Good Luck! I will be happy to help if you have any questions... if there are mistakes to be made, we have made them, so hopefully I can help you avoid a few pitfalls.


----------



## giant pumpkin peep (Mar 14, 2009)

when I get thinking about bees, man, do I get thinking. The way figure the queen will mate with up to 20 drones. So if I raise 30 queens,thats 600 drones. When I put drones out there, how many are gonna get scooped up by a bird, and die before their time or what. I want to have 30 or 40 drone waitin for her when she goes on her flights. I think thats the big problem with some southern queens. I havn't had a bad expeirience yet. And I ordered some queens from you russel, for the spring,so dont end the trend!  I hope to go into winter with 15 hives and atleast 20 nucs, and breed from whatever survives. Although bees will trump even the best made plans. :doh: A few years of that then I'll think about selling queens. I don't put my name on junk or a unsure product. Sure,i'll give queens to friends. I have a feeling next year is going to fun, and thats what beeking is about.


----------



## heaflaw (Feb 26, 2007)

You guys touched on a question I have. How important is it to have drones coming from an outlying yard from where you will raise queens? How far away?


----------



## Kingfisher Apiaries (Jan 16, 2010)

I am running all hygienic stock for my drones. I may have some overloads but I have had drone comb in various hives and it did not hurt them. 
My plans are to scatter 10 hives around my 12 acres, and that will be my drone supply for about 30-40 nucs. 

mike


----------



## Velbert (Mar 19, 2006)

The drones have a congerating area close to their colonie.
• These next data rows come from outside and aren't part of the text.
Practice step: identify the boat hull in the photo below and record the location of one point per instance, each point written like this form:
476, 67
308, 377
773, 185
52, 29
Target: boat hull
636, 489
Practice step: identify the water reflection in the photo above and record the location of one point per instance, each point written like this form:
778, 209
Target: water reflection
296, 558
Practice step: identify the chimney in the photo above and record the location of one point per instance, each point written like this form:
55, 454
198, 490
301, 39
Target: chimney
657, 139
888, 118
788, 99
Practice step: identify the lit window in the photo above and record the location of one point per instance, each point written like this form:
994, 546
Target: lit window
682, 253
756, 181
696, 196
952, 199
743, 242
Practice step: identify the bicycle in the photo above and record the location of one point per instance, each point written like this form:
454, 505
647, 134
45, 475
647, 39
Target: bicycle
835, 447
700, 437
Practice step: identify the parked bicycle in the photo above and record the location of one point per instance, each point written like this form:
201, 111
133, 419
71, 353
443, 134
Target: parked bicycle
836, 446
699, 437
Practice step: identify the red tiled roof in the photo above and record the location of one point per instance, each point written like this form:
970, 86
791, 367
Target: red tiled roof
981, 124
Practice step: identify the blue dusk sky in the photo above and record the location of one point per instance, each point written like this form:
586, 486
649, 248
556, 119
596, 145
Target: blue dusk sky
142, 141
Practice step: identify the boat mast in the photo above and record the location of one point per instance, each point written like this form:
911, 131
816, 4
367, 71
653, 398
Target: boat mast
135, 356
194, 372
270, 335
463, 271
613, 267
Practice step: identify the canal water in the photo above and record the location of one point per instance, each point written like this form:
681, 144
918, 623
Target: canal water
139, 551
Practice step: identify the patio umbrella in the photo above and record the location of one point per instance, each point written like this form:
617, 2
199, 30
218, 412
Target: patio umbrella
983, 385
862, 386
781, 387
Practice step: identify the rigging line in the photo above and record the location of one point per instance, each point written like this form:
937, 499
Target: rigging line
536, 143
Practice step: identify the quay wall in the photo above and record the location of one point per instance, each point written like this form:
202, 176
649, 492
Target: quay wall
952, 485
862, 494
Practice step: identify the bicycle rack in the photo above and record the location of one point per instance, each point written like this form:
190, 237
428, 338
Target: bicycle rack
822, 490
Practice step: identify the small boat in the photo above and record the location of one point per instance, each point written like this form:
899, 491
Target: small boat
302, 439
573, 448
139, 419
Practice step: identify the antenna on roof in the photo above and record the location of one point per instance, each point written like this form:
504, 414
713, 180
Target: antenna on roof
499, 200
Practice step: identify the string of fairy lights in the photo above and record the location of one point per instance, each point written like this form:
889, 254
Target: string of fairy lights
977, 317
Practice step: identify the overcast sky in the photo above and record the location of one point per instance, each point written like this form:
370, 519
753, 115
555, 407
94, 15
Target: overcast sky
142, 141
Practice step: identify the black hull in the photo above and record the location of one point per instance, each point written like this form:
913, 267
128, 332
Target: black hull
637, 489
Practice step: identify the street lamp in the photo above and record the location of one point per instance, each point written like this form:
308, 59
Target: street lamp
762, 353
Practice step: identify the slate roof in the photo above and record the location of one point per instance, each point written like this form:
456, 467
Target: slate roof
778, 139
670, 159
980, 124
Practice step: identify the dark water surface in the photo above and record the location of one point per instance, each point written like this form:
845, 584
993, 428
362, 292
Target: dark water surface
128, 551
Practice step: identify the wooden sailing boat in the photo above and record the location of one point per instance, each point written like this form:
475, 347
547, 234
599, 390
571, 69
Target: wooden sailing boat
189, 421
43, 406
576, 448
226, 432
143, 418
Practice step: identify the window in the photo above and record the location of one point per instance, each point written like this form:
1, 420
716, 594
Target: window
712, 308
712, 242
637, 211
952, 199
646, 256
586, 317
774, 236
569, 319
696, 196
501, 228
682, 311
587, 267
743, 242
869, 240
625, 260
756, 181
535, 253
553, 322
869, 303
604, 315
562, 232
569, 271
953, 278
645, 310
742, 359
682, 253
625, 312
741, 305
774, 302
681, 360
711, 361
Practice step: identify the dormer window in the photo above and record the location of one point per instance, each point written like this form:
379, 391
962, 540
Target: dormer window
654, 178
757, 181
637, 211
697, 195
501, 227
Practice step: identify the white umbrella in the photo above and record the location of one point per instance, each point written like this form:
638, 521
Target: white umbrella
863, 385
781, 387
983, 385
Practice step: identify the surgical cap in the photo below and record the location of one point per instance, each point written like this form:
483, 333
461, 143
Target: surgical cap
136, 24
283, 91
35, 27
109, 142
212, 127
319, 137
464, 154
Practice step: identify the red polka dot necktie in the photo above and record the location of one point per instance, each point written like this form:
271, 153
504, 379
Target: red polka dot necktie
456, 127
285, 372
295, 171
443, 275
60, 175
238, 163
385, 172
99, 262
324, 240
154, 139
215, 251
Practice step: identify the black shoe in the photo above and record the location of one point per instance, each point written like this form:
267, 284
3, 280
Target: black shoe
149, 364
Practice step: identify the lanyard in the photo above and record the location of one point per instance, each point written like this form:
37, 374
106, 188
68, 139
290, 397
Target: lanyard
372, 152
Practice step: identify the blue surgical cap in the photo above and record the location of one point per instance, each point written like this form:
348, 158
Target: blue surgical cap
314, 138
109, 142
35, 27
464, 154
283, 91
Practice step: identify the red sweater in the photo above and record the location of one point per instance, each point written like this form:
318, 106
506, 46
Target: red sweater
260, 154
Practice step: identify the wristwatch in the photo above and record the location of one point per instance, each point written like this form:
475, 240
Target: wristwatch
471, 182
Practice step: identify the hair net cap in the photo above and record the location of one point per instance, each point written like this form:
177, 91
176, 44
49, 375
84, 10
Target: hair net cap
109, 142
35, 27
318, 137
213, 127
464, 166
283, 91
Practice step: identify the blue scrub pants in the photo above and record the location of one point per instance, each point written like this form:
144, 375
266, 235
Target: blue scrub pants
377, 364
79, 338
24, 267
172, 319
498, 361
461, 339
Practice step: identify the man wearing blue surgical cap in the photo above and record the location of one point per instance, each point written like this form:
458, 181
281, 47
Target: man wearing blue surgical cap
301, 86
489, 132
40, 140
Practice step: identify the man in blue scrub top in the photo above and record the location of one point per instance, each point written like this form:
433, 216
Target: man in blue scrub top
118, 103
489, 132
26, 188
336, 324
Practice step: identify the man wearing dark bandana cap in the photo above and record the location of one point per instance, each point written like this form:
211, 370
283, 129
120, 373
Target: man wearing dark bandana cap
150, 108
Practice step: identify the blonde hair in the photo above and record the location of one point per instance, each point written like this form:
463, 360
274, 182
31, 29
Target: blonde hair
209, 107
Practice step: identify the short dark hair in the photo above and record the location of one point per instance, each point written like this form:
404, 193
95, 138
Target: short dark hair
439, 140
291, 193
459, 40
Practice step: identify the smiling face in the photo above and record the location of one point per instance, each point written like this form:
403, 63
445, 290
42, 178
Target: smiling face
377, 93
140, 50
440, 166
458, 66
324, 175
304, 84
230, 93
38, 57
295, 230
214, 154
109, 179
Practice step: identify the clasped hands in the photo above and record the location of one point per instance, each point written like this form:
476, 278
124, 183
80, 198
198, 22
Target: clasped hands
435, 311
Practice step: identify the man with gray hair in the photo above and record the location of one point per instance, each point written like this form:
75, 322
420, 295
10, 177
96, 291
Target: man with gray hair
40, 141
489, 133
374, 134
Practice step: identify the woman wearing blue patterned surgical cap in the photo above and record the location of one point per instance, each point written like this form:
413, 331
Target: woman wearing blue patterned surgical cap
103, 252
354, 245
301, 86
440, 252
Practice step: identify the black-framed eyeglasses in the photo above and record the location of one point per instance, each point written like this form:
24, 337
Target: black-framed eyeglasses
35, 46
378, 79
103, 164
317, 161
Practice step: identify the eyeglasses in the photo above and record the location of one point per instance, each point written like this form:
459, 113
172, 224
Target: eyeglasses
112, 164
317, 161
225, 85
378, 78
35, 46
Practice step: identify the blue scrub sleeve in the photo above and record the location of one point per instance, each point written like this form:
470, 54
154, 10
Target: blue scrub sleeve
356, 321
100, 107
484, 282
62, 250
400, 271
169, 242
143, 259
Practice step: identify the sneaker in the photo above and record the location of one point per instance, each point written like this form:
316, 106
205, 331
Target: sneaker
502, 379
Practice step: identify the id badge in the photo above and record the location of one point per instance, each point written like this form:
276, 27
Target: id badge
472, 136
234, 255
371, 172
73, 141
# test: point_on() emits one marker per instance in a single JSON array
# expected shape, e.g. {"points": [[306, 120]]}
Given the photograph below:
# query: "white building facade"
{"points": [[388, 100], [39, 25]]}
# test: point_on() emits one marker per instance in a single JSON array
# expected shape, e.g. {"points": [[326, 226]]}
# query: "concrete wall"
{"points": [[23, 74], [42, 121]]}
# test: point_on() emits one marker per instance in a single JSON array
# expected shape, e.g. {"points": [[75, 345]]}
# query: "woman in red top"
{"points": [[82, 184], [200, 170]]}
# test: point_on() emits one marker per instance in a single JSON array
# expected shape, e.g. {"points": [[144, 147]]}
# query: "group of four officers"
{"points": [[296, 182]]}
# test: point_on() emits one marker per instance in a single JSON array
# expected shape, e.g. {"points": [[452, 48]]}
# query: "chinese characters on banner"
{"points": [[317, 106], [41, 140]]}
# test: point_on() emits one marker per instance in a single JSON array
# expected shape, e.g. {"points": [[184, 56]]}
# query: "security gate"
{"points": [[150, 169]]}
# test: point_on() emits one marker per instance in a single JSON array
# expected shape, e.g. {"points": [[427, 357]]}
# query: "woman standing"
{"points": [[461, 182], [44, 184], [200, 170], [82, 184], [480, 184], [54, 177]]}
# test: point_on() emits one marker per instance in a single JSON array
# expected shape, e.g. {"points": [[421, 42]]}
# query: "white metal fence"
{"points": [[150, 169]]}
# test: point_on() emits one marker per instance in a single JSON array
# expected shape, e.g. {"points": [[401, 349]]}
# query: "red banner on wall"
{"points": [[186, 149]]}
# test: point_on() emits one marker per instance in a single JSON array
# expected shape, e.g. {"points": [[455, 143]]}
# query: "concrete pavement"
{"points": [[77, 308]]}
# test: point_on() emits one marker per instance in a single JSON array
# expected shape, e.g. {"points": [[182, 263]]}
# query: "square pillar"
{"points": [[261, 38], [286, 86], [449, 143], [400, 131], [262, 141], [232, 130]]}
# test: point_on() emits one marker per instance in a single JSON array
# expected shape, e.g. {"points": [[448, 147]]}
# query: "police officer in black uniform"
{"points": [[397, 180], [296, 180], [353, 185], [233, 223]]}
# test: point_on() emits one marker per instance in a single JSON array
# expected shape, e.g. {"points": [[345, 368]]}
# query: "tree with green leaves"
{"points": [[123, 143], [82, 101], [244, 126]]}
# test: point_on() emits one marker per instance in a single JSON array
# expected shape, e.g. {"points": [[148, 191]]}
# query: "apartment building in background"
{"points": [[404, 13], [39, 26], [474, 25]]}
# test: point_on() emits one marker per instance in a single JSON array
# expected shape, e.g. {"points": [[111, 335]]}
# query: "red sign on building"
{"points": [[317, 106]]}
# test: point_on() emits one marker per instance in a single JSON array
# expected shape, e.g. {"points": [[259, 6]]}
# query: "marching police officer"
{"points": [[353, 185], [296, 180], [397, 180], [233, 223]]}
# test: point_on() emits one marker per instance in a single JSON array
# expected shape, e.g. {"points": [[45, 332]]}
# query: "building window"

they will use the same area year after year so you will need to place your drone colonies no closer than 1 mile from your maiting yard I like to have them from 1 mile up to 3 miles from maiting yard in different directions.

The queen will just by pass the congerating area that is from your drone congerating area if the drone hives are in the same yard as your mating nuc. There could be a few that might mate with them if they are the only drones in the area.


----------



## giant pumpkin peep (Mar 14, 2009)

I dont know. Will the outlying drone colonies really bee necasairy? I live in a very residential area. To the north is rich neighborhood,whereyou can't have anything. I have a place to the south where I can put bees, but to the east and west, I dont know.


----------



## heaflaw (Feb 26, 2007)

Velbert said:


> The drones have a congerating area close to their colonie.
> 
> they will use the same area year after year so you will need to place your drone colonies no closer than 1 mile from your maiting yard I like to have them from 1 mile up to 3 miles from maiting yard in different directions.
> 
> The queen will just by pass the congerating area that is from your drone congerating area if the drone hives are in the same yard as your mating nuc. There could be a few that might mate with them if they are the only drones in the area.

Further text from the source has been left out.